Личико Ливии испуганно сморщилось.
Плутовка склонила голову набок и тихо добавила:
– Не волнуйся. Я на тебя не сержусь.
Ливия робко подняла глаза на куклу.
– Это ведь ты на картинке, правда? Но я не уверена насчет остальных… – Плутовка нерешительно помолчала. – Может, это твоя мама?
Ливия едва заметно кивнула.
Энни не оставляло ощущение, что она слепо бредет в темноте, вытянув вперед руки и боясь на что-нибудь наткнуться.
– Кажется, на ней надето что-то нарядное, с цветами. Наверное, твой рисунок – валентинка? Ты показала его маме?
Ливия отчаянно замотала головой. Из глаз ее брызнули слезы, словно кукла предала ее. Горько всхлипывая и давясь рыданиями, малышка побежала в сторону дома.
Энни невольно вздрогнула, услышав, как громко хлопнула дверь кухни. Пары уроков психологии в колледже явно недостаточно, чтобы влезать в эти дебри. «Ты не детский психолог. И даже не мать… – сказала себе Энни. – Хотя можешь ею стать».
Она поморщилась от тупой боли в груди. Убрав в рюкзак Плутовку, Энни вернулась было на кухню, но поняла, что больше не в силах оставаться в Харп-Хаусе.

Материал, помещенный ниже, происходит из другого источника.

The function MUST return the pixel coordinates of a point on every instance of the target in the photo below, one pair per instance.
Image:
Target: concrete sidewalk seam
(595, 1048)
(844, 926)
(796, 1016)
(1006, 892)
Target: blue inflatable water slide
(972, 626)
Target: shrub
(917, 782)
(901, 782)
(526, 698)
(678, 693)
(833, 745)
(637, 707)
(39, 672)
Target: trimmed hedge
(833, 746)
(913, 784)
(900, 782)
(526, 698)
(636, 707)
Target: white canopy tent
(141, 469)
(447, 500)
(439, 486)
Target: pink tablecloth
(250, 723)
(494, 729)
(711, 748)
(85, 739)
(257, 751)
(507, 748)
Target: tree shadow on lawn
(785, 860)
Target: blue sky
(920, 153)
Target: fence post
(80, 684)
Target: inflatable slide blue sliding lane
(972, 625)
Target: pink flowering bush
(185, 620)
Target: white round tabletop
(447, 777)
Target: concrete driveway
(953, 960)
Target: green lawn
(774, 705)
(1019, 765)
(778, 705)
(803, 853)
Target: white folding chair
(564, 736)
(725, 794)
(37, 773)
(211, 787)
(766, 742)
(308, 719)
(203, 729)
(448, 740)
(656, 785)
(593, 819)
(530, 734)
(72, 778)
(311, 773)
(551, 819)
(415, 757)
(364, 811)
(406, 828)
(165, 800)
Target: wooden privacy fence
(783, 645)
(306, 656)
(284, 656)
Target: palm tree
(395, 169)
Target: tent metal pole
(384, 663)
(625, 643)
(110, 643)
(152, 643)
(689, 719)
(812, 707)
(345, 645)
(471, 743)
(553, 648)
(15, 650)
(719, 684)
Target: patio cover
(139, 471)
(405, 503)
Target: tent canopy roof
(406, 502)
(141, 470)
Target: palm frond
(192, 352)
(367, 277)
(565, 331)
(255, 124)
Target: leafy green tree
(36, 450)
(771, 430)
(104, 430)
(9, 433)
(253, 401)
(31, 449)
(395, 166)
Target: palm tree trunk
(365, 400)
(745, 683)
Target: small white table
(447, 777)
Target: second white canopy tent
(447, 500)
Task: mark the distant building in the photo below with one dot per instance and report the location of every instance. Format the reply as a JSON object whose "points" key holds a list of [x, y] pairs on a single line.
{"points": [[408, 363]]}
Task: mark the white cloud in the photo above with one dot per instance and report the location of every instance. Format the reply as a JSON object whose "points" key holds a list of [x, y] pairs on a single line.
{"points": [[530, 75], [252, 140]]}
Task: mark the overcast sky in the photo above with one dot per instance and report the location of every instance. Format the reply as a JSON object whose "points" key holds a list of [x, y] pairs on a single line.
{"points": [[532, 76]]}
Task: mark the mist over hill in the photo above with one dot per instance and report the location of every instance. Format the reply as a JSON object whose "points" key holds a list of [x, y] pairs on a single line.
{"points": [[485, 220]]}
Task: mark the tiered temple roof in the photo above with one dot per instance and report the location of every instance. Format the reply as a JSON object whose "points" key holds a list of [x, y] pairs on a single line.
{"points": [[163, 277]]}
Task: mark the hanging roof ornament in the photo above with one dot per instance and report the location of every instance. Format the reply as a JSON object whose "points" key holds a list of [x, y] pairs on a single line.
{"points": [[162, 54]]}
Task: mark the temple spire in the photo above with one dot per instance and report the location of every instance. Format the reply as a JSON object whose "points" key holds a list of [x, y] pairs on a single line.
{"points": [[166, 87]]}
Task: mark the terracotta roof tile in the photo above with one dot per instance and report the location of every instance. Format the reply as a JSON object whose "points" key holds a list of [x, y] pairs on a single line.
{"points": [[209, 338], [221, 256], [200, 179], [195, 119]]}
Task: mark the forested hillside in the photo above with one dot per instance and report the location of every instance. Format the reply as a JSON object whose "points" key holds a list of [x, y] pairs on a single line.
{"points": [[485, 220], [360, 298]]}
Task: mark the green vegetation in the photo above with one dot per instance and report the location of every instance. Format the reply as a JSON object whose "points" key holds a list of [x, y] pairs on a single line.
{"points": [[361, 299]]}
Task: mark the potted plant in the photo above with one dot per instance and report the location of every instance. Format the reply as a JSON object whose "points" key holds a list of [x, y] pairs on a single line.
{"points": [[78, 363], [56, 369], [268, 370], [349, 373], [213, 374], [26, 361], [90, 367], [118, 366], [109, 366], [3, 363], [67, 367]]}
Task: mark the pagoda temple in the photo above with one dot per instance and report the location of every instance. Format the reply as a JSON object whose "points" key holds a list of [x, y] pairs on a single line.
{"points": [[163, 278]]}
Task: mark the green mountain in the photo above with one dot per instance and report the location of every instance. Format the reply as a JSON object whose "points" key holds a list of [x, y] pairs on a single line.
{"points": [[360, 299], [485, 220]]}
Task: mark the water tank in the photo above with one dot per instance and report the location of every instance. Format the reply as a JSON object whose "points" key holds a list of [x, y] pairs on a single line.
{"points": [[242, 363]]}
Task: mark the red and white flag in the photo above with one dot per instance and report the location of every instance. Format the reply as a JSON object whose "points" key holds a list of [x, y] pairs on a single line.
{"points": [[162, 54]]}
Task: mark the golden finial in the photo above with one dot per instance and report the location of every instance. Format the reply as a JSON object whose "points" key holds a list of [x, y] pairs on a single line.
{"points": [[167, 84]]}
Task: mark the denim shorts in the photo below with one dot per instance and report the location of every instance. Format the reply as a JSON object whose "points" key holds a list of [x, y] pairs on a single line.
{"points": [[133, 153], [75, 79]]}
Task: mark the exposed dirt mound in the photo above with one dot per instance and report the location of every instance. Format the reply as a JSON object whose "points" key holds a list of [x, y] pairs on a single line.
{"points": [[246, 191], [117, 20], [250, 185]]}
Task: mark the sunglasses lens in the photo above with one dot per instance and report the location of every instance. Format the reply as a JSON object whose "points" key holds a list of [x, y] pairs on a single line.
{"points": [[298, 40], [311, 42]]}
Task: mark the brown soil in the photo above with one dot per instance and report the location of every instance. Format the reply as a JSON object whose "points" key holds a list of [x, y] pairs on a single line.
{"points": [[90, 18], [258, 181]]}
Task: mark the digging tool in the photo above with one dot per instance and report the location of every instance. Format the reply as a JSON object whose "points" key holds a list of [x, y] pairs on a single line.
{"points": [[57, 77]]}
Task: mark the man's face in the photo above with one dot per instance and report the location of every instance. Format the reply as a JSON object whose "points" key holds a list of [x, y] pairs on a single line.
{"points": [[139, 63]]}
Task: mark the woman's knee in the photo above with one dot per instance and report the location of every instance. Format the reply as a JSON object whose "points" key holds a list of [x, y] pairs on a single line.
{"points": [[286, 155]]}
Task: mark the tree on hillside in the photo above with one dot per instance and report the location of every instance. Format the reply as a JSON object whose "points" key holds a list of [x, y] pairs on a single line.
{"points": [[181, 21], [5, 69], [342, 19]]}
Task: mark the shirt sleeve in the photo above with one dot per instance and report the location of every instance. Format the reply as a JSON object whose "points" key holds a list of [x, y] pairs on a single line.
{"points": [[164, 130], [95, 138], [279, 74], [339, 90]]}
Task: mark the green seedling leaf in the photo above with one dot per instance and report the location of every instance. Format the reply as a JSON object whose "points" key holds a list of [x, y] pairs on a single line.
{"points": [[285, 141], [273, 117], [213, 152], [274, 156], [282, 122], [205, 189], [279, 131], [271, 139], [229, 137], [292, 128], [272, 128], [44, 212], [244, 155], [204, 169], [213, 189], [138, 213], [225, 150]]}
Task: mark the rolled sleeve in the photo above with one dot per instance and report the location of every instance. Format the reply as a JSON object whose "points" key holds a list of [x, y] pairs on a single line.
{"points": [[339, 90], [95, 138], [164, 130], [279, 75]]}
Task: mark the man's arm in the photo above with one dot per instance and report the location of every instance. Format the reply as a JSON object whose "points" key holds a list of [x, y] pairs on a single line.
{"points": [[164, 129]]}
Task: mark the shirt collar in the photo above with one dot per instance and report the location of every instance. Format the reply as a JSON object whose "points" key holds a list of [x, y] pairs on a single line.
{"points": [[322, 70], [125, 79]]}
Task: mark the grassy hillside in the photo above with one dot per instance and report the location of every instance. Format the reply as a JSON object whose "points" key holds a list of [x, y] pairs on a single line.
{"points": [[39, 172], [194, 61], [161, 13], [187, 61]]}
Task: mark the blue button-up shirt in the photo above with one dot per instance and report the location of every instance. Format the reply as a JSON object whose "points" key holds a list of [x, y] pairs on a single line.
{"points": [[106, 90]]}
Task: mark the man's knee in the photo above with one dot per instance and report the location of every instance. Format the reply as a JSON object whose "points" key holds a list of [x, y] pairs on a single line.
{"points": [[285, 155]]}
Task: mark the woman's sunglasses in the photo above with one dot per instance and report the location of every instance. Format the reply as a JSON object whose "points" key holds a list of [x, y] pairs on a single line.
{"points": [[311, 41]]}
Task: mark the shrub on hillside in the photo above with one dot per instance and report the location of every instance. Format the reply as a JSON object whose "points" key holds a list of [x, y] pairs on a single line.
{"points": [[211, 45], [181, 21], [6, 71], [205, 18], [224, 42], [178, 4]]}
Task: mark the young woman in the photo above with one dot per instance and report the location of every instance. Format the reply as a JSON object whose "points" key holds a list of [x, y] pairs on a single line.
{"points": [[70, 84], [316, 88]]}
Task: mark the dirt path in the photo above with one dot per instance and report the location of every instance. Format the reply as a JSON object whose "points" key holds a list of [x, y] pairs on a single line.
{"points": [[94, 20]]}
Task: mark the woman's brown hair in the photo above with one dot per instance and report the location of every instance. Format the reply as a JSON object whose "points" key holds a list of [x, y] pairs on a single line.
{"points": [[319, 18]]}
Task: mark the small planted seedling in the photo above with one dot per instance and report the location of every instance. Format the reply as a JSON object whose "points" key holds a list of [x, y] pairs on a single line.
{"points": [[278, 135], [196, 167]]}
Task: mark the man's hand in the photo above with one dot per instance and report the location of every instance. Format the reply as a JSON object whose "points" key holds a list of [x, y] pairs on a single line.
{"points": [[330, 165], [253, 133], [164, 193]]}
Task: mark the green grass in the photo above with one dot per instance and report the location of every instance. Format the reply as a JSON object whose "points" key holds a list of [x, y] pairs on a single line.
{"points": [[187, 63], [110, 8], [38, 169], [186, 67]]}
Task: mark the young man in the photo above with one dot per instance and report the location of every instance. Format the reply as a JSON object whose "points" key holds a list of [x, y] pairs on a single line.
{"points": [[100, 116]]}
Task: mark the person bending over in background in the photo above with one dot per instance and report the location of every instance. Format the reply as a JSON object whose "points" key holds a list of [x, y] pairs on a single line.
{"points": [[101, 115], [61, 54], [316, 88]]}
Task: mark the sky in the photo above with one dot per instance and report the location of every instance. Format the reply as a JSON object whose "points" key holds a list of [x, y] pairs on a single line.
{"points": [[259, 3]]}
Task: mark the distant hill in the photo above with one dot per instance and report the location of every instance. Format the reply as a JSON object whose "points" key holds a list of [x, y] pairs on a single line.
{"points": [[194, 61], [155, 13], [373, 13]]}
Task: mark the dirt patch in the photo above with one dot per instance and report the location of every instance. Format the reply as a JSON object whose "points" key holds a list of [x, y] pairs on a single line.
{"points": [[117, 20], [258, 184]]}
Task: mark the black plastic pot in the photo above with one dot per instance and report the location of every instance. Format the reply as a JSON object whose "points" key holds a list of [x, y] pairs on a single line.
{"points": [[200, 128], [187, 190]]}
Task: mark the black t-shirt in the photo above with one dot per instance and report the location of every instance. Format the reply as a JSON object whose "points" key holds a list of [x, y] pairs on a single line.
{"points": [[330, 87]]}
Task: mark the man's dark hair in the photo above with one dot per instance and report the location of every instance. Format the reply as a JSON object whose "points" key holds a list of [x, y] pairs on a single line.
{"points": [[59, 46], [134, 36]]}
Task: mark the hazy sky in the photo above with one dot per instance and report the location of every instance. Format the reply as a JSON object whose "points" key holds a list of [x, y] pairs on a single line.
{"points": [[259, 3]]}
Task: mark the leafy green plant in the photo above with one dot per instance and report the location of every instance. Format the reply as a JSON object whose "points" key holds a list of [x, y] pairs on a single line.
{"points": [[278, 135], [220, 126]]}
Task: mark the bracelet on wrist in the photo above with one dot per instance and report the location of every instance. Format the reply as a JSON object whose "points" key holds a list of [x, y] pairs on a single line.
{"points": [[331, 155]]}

Хмурая, подавленная, она снова вышла из дома. Зимнее солнце сияло необычайно ярко, будто в издевку. Понуро сгорбив плечи, Энни обошла дом и остановилась на вершине утеса, повернувшись спиной к парадному входу. Гранитные ступени, высеченные в скале, сбегали вниз, к берегу. Она начала медленно спускаться.
Пологая лестница оказалась скользкой, пришлось уцепиться за веревочные перила. Как же вышло, что вся ее жизнь так безнадежно запуталась? Мунрейкер-Коттедж стал ее единственным прибежищем, но ничего, как только она встанет на ноги… Если только ей это удастся… Найдя постоянную работу в Нью-Йорке, она не сможет проводить на Перегрин-Айленде два месяца в году. Рано или поздно дом снова достанется Харпам.
«Но время это еще не настало, – возразила Милашка. – Сейчас ты здесь, и тебе есть чем заняться. Хватит хныкать. Принимайся лучше за дело. И не раскисай, выше нос».
«Заглохни, Милашка, – презрительно бросил Лео. – При всем хваленом здравомыслии, ты понятия не имеешь, как сложна бывает жизнь».
Энни недоуменно захлопала глазами. Неужели это сказал Лео? Голоса кукол спутались, смешались у нее в голове. Это Питер всегда бросался на ее защиту, а Лео только нападал да клевал.
Она зябко спрятала руки в карманы. Ветер рванул на ней пальто и крепко прижал к телу, выхватил и взметнул вверх волосы из-под вязаной шапочки. Повернувшись, Энни обвела глазами океан, воображая себя морской владычицей, повелительницей волн, глубинных течений, приливов и отливов. Она представляла себя могущественной, непобедимой, хотя никогда прежде не испытывала такого мучительного бессилия.
Наконец она заставила себя отвернуться.
Оползень перекрыл устье пещеры, но Энни прекрасно знала, где оно находилось. В ее памяти грот навсегда остался тайным пристанищем, манящим случайного путника безмолвным зовом, губительным и полным соблазна, как пение сирен. «Войди же. Захвати с собой закуски для пикника, свои любимые игрушки, свои мечты и фантазии. Насладись покоем… Познай неизведанное… Предайся любви… И умри».
Внезапный порыв ветра едва не сорвал с нее шапку. Энни успела схватить ее и убрать в карман прежде, чем та улетела в море. Возвращаться в Харп-Хаус ей не хотелось, только не сейчас, когда в душе ее бушевала буря. Протиснувшись между скалами, она зашагала по тропинке к коттеджу.